To be born and raised in such a death pit in the 21st century is shocking to say the least, but what’s more shocking is how little the world is doing to fix the sins of the Kim dynasty. Lots of food and medical aid is sent to the country but NK is so tense and heavily armed that the supplies gets in unsupervised and then mostly given to the elites or sold at cheap prices to outside markets so that the civilians and prisoners starve. Starvation is so bad there that populations of normal pet creatures, ex: dogs, are very low since many starving NKs scavenge and eat them in times of famine. That’s messed up!

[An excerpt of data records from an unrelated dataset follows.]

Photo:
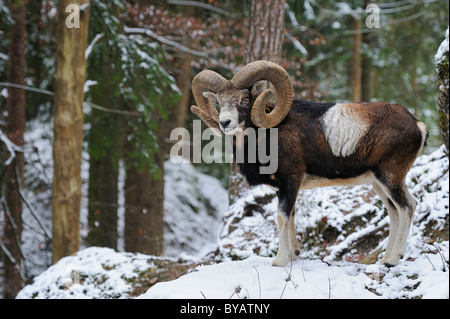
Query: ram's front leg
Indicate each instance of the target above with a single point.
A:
(288, 247)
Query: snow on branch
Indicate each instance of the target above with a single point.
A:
(12, 148)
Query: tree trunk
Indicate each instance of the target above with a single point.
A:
(105, 150)
(443, 84)
(264, 42)
(366, 66)
(356, 61)
(15, 128)
(104, 179)
(68, 130)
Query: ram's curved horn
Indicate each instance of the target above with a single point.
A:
(272, 72)
(205, 81)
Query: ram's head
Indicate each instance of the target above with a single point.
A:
(234, 98)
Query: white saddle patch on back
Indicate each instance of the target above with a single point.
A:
(343, 128)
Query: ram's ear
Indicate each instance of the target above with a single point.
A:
(210, 95)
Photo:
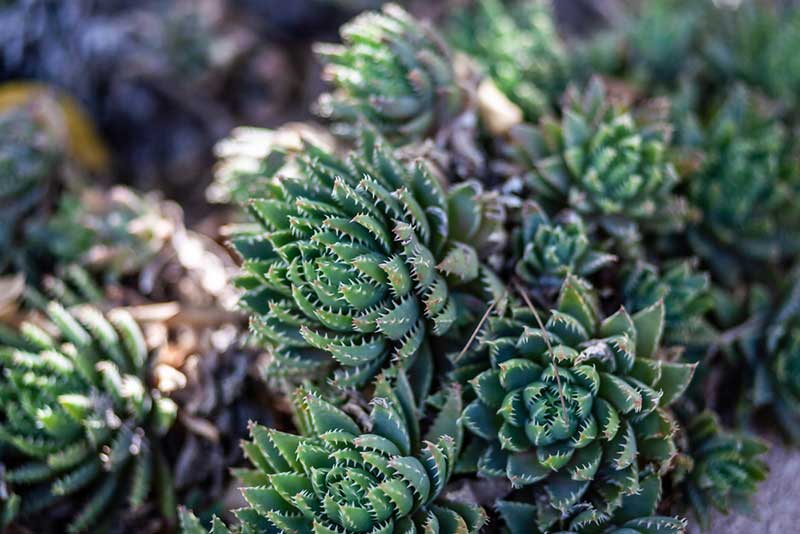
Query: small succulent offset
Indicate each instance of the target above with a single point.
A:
(29, 157)
(77, 417)
(645, 44)
(116, 232)
(577, 409)
(777, 380)
(343, 476)
(520, 49)
(746, 189)
(393, 71)
(604, 161)
(755, 43)
(356, 262)
(636, 515)
(547, 252)
(726, 467)
(686, 294)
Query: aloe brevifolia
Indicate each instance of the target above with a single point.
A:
(78, 419)
(29, 157)
(547, 251)
(348, 477)
(358, 262)
(577, 409)
(746, 190)
(393, 71)
(635, 515)
(117, 232)
(726, 467)
(686, 294)
(777, 360)
(644, 43)
(607, 162)
(520, 49)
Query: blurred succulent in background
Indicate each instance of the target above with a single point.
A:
(251, 157)
(394, 71)
(755, 42)
(117, 232)
(607, 162)
(578, 409)
(46, 145)
(138, 241)
(653, 45)
(635, 515)
(686, 295)
(746, 191)
(356, 262)
(213, 380)
(344, 476)
(546, 252)
(78, 418)
(725, 468)
(777, 379)
(520, 49)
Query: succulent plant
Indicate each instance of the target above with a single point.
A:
(251, 157)
(636, 515)
(777, 360)
(642, 46)
(117, 232)
(358, 262)
(579, 408)
(746, 191)
(78, 419)
(754, 43)
(29, 157)
(343, 476)
(603, 161)
(547, 252)
(520, 49)
(726, 467)
(395, 72)
(686, 294)
(46, 145)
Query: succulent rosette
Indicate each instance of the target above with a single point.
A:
(339, 476)
(78, 420)
(394, 71)
(777, 365)
(579, 407)
(520, 49)
(746, 190)
(357, 261)
(726, 467)
(637, 514)
(548, 251)
(605, 161)
(687, 298)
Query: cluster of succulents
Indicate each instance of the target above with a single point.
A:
(520, 49)
(78, 417)
(535, 343)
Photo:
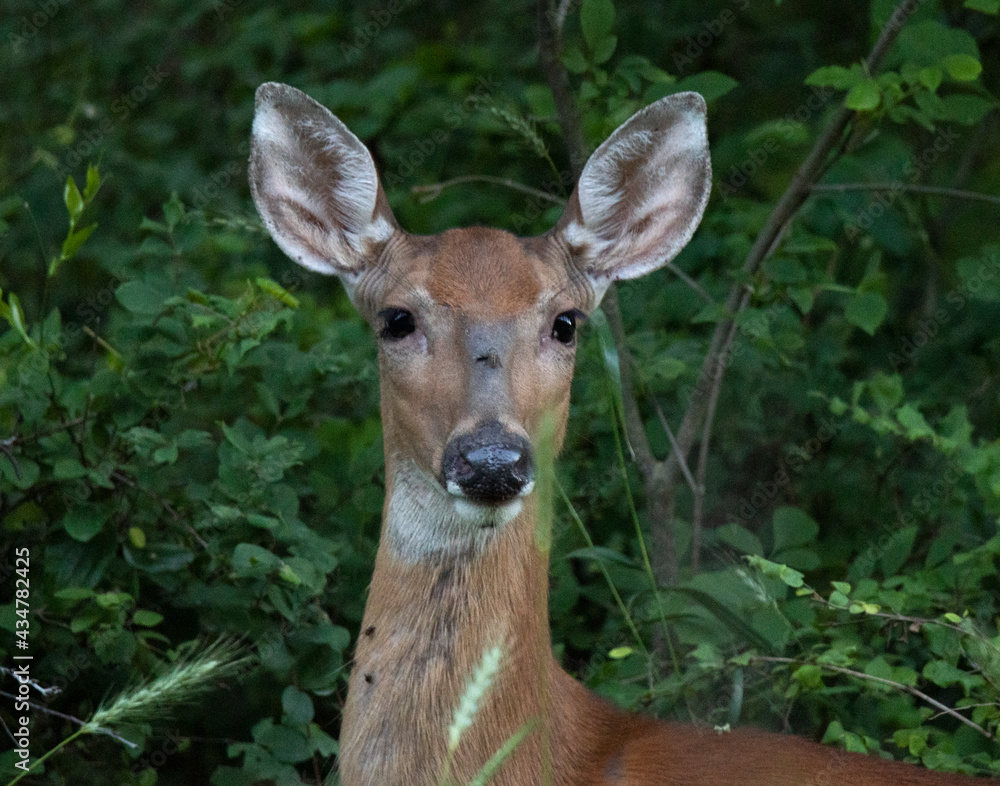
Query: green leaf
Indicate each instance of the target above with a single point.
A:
(288, 745)
(74, 240)
(915, 424)
(93, 183)
(15, 315)
(173, 211)
(604, 50)
(962, 68)
(73, 199)
(250, 559)
(574, 60)
(864, 96)
(597, 18)
(930, 77)
(140, 298)
(793, 527)
(275, 289)
(839, 600)
(867, 310)
(809, 676)
(83, 523)
(774, 570)
(68, 469)
(837, 77)
(602, 554)
(147, 619)
(896, 550)
(297, 706)
(739, 538)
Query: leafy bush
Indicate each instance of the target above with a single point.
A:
(190, 444)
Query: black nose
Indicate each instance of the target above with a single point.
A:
(488, 465)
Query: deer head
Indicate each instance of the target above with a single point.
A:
(476, 327)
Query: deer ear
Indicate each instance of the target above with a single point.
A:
(642, 192)
(315, 185)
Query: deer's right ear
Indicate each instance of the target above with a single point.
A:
(315, 185)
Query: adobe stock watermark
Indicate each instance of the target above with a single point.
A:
(32, 25)
(121, 109)
(764, 492)
(708, 33)
(955, 299)
(914, 167)
(222, 179)
(171, 744)
(787, 129)
(921, 504)
(536, 205)
(453, 117)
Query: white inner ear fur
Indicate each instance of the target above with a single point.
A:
(296, 139)
(643, 191)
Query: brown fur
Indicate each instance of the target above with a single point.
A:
(431, 621)
(450, 583)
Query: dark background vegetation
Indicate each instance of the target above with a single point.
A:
(189, 432)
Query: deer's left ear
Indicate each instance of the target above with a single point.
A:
(642, 192)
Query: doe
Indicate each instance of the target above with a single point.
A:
(477, 335)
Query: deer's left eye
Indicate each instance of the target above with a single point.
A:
(564, 327)
(397, 323)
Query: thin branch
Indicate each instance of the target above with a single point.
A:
(681, 459)
(914, 188)
(784, 211)
(635, 432)
(944, 708)
(77, 721)
(557, 78)
(121, 477)
(697, 516)
(432, 191)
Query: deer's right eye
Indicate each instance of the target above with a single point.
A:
(397, 323)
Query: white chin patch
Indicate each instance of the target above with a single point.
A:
(487, 515)
(425, 520)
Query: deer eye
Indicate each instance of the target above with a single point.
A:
(397, 323)
(564, 328)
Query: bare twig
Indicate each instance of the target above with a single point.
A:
(660, 476)
(697, 516)
(121, 477)
(432, 191)
(72, 719)
(944, 708)
(913, 188)
(812, 169)
(681, 459)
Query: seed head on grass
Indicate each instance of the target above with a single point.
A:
(467, 708)
(188, 677)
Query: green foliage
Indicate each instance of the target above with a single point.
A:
(189, 433)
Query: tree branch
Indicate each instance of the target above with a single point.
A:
(898, 685)
(710, 376)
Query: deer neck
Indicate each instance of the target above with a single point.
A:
(446, 589)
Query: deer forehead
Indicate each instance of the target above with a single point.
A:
(484, 274)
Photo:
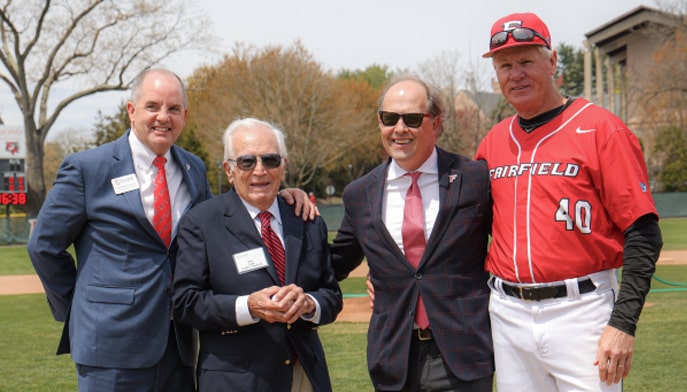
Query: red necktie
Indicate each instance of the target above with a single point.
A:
(274, 245)
(162, 216)
(413, 233)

I could go on and on about the terrible lives the people in the concentration camps live and the challenge they face if they happen to escape (highly unlikely since Shin is the only person to escape from Camp 14 so far, but other camps, yeah people might escape those) or you could read the book. Seriously, if you’re an American talking about NK like it’s something awful but only know about its supposed nuclear power and not its failure to establish decent human rights for its people you are a disgrace and a testimony to the ignorance and self-centeredness that (I feel) plagues the country today. Shin’s life story is a remarkable one that needs to be shared if the world ever stands a chance at helping the prisoners of NK, not just those in camps, but those restricted by the government who live in fear of their lives and have no dreams due to its censorship on the rest of the world (though NK apparently teaches kids that America is a b*stard and SK is it's b*tch). It’s highly enlightening and doesn’t gloss over anything or over exaggerate on stuff, and he’s even honest about the lie he told for years about never knowing anything about his mother’s plans for escape when spoiler alert: Shin was the one who alerted the authorities of his mom and his older brother’s plan for escape. You know they’re teaching some messed up sheet when a guy admits that he didn’t want to seem inhuman and be a pariah so he lied about a crucial part of his life story to the world. Take it from someone who is young and just finished the book, this is not a boring to read and you can actually learn a lot form it without having to sit through the (sometimes) boring format of normal nonfiction books. Heck, I even (brace yourself) found Escape from Camp 14 to be more a hell of a lot better than Elie Wiesel’s Night, not that I’m hating on Night (that book was okay).
Please, I want you to be raise awareness about the NK problem and read this book by checking it out from your local library or buying the book from a bookstore (not from Amazon, they may have it cheaper but you shouldn’t help them in their quest to take over the world before Google) as it truly is a book worth keeping. While not for the faint of heart I’d say people starting at age 13 should read this book no matter who they are; we can’t fix a problem we don’t know about so please read the book and realize just how bad things are in NK. Have I said you should read the book enough times? Go read the book now! Stop reading this review and go read it now.